Abstract : The Strategic Environmental Research and Development Program (SERDP) and the Environmental Security Technology Certification Program (ESTCP) are the Department of Defense's (DoD) environmental research programs (herein referred to as The Programs ), harnessing the latest science and technology to improve DoD s environmental performance, reduce costs, and enhance and sustain mission capabilities. The Programs fund basic and applied research as well as field demonstration and validation efforts. For additional information, refer to www.serdp-estcp.org.

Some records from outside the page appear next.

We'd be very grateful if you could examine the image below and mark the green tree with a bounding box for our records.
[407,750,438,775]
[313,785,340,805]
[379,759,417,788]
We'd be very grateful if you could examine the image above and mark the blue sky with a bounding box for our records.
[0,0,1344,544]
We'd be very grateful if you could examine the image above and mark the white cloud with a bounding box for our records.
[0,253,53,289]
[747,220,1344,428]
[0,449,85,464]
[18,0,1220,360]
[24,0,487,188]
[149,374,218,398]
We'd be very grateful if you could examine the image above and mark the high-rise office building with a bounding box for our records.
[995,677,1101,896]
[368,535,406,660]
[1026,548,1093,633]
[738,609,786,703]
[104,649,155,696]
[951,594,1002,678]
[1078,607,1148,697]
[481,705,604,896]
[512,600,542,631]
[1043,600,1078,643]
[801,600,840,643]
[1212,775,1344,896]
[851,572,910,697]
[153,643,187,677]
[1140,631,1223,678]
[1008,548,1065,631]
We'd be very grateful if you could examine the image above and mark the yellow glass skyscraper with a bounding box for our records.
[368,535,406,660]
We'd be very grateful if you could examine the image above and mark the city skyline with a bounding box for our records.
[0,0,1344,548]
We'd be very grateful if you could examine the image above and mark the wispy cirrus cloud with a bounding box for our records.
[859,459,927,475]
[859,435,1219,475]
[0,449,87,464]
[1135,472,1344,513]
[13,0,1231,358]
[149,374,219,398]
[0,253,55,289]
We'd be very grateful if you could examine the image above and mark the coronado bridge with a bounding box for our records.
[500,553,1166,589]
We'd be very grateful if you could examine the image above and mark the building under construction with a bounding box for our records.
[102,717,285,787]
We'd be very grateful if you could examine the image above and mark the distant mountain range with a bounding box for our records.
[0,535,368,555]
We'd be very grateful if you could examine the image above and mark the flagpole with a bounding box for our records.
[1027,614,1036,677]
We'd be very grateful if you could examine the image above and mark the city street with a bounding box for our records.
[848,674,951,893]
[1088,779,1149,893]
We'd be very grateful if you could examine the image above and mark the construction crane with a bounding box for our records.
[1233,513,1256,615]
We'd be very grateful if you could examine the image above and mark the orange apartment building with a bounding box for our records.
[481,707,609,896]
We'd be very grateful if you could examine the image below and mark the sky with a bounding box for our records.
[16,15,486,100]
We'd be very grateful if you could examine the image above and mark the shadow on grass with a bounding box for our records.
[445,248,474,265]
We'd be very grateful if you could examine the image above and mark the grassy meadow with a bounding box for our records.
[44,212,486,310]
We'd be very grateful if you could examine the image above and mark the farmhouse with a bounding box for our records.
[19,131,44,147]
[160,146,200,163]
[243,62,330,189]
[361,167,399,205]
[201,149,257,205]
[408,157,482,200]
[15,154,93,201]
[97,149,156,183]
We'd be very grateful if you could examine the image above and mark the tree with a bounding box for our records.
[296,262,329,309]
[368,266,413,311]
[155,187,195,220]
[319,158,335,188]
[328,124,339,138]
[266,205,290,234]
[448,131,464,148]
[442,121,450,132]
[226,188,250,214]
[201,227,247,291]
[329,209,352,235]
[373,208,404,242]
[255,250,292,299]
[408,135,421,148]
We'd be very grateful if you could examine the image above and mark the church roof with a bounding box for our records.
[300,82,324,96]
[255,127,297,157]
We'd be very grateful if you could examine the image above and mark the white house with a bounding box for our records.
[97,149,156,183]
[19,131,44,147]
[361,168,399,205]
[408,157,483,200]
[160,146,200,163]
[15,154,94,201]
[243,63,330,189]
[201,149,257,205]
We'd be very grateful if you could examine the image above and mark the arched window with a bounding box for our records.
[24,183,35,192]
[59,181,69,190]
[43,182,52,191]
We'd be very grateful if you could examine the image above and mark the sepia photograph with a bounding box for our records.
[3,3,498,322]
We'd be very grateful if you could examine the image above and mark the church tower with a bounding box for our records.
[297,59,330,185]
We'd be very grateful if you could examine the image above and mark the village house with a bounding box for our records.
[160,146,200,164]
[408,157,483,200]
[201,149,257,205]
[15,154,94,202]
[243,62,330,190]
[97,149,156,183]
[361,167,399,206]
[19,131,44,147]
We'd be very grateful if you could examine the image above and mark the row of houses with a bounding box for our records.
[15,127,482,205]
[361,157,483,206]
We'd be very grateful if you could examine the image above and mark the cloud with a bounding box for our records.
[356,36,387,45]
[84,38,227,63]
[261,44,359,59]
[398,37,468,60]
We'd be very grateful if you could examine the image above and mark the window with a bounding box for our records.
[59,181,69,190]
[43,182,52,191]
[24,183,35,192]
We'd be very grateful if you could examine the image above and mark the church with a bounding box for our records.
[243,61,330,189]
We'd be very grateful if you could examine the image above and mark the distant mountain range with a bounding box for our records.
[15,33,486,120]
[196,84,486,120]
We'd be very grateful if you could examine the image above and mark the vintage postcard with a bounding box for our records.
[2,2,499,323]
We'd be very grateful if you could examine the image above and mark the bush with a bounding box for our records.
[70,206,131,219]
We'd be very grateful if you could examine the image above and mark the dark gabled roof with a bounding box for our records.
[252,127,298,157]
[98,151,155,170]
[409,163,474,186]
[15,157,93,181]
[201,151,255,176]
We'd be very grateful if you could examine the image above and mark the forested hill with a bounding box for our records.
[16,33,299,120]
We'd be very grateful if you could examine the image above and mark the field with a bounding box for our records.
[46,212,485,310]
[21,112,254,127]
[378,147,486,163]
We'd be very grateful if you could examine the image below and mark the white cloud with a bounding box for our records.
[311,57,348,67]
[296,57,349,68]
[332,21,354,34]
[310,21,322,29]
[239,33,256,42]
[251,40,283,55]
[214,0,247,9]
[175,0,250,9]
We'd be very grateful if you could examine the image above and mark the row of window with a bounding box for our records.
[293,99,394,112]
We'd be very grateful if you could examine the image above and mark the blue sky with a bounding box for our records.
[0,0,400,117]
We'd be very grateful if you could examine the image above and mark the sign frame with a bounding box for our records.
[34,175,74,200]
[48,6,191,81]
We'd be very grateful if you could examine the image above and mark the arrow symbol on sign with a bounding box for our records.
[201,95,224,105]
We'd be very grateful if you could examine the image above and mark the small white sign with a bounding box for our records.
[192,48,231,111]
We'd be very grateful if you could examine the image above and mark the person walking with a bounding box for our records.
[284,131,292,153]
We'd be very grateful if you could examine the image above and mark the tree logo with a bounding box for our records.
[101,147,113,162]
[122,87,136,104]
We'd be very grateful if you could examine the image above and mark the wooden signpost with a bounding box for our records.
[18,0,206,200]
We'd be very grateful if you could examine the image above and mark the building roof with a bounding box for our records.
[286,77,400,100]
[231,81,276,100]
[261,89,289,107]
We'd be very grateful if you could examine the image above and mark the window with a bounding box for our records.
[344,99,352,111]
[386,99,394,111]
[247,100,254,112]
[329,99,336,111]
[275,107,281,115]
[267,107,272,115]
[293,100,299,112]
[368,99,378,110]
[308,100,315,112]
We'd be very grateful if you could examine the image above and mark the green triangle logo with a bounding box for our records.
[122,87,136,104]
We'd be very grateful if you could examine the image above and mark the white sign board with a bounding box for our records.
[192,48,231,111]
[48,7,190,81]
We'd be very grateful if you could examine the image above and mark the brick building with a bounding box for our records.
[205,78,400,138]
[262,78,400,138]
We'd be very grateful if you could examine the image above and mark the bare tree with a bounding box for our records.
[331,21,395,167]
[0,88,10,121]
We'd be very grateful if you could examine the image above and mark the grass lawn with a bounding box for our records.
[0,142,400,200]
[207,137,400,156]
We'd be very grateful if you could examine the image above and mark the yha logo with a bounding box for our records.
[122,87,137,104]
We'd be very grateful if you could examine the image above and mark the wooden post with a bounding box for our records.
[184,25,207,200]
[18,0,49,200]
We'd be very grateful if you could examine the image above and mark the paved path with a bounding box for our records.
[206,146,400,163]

This workshop focused on the research needed to more efficiently deal with the long term management and lengthy restoration of complex sites, with overall objectives to (1) review the current status of complex sites, expectations for restoration, and how they are managed, (2) identify options for achieving restoration goals more efficiently over longer periods of time, (3) prioritize the research and demonstrations needed to show that restoration goals can be achieved more efficiently over longer periods of time, and to develop the new technologies needed to support that paradigm, and (4) promote cooperation with other federal agencies to fund the needed work most efficiently. Approximately 60 invited personnel representing DoD remedial program managers (RPMs), federal and state regulators, engineers, researchers, industry representatives, and consultants were in attendance. Two breakout sessions, each with four working groups, facilitated discussions of the current state of the science and ranking of research, demonstration and technology transfer needs for four areas: enhanced attenuation, long term monitoring, predictive modeling, and emerging contaminants. The research, demonstration and technology transfer needs were prioritized in each work group (Table E-1).